Jungwoo
Jungwoo

Reputation: 23

MPI_GATHERV (Fortran) to create a new 2D matrix from 2D sub matrices

I am trying to gather sub-2D arrays, which have different numbers of rows but have the same numbers of columns, into a global 2D array. For example, assuming to use 2 MPI processes, the first process (i.e., rank == 0) has:

local = [11,12,13,14]

, and the second process (i.e., rank == 1) has:

local = [21,22,23,24
         31,32,33,34]

Then, I want to concatenate these two arrays into one 2D array as:

global = [11,12,13,14
          21,22,23,24
          31,32,33,34]

Since each "local" array has a different number of rows, I (may) want to use mpi_gatherv (or mpi_allgatherv). I found identical problems here: Using Gatherv for 2d Arrays in Fortran and Using MPI_gatherv to create a new matrix from other smaller matrices, but I still don't quite understand. So, please teach me. Here is my example code:

program main
use mpi
implicit none
   
integer :: i, j
integer :: rank, npro, ierr
integer, allocatable :: local(:,:)
integer, allocatable :: global(:,:), displs(:), counts(:)
integer :: loc_size(2), glob_size(2), starts(2) 
integer :: newtype, int_size, resizedtype
integer(kind=MPI_ADDRESS_KIND) :: extent, begin
! End of local variables ==================================================!

call MPI_Init(ierr)
call MPI_Comm_rank(MPI_COMM_WORLD, rank, ierr)
call MPI_Comm_size(MPI_COMM_WORLD, npro, ierr)
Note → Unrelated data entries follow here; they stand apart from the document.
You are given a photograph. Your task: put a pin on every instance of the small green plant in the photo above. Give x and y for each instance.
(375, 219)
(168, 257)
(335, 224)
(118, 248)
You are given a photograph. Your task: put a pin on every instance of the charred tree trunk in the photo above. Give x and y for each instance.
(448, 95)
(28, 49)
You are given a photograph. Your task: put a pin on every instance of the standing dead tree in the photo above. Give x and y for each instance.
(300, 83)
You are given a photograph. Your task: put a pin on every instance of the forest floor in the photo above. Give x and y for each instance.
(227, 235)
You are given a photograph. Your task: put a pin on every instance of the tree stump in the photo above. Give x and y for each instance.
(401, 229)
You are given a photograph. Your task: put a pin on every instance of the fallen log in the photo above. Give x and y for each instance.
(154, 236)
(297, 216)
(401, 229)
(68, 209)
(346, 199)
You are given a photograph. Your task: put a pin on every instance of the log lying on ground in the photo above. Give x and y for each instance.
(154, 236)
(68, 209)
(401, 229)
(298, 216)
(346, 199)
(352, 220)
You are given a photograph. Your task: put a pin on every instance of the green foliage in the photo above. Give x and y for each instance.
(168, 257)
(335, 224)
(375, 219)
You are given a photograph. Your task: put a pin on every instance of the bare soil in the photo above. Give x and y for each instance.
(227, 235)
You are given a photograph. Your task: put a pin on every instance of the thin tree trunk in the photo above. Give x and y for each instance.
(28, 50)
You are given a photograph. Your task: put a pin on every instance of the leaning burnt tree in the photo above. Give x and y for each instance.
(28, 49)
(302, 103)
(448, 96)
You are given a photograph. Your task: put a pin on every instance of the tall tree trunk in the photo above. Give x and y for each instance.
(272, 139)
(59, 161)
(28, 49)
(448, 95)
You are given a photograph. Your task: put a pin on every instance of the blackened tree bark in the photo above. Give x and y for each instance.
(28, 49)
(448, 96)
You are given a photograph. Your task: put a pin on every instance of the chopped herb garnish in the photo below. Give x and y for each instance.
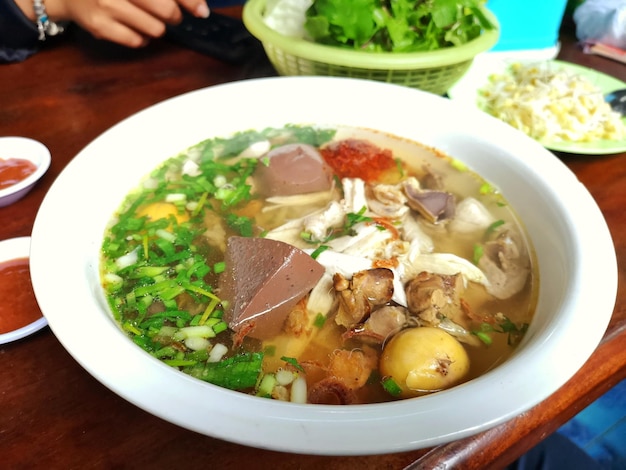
(238, 372)
(391, 387)
(479, 251)
(319, 250)
(293, 361)
(219, 267)
(493, 227)
(319, 320)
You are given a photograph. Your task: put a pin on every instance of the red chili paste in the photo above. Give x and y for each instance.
(14, 170)
(354, 158)
(18, 306)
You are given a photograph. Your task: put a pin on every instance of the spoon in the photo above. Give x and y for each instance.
(617, 100)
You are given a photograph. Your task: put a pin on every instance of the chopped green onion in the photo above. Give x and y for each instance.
(319, 250)
(479, 251)
(219, 267)
(391, 387)
(319, 320)
(293, 361)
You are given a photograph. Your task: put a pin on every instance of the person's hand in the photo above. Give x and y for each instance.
(131, 23)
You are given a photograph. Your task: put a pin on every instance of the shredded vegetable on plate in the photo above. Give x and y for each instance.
(551, 104)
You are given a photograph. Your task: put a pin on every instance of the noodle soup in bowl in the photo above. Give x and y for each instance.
(568, 244)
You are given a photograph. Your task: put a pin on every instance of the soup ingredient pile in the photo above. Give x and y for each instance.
(551, 104)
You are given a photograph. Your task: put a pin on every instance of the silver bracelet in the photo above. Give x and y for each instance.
(44, 25)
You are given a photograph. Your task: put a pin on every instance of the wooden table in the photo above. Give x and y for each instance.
(54, 414)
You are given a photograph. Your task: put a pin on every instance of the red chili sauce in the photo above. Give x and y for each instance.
(354, 158)
(14, 170)
(18, 306)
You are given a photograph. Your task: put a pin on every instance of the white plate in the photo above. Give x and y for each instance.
(15, 248)
(477, 77)
(570, 236)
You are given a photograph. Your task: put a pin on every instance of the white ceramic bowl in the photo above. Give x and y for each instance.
(569, 233)
(27, 149)
(15, 248)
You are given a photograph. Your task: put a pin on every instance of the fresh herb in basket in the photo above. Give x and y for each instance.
(395, 25)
! I will set local 2D arrays as: [1,4] for rank #0, and [2,4] for rank #1
! then, the global 2D array will be [3,4] (assuming I use 2 processes)
loc_size  = [rank+1,4]      ! [1,4], [2,4]
glob_size = [3,4]           ! I will use npro = 2

! allocate local and global arrays
allocate(local(loc_size(1),   loc_size(2))) ! [1,4], [2,4]
allocate(global(glob_size(1), glob_size(2)))! [3,4] ! if npro = 2

! set "local" array
!       rank = 0: [11, 12, 13, 14]
!       rank = 1: [21, 22, 23, 24
!                  31, 32, 33, 34]
if(rank == 0) then
   do j=1,4
      local(1,j) = 10 + j ! [11,12,13,14]
   end do
else if(rank == 1) then
   do i=1,2
      do j=1,4
         local(i,j) = (i+1)*10 + j ! [21,22,23,24; 31,32,33,34]
      end do
   end do
end if


! create a 2D subarray and set as "newtype" 
starts    = [0,0]              ! array start location
call MPI_Type_create_subarray(2, glob_size, loc_size, starts, &
&                             MPI_ORDER_FORTRAN, MPI_INTEGER, &
&                             newtype, ierr)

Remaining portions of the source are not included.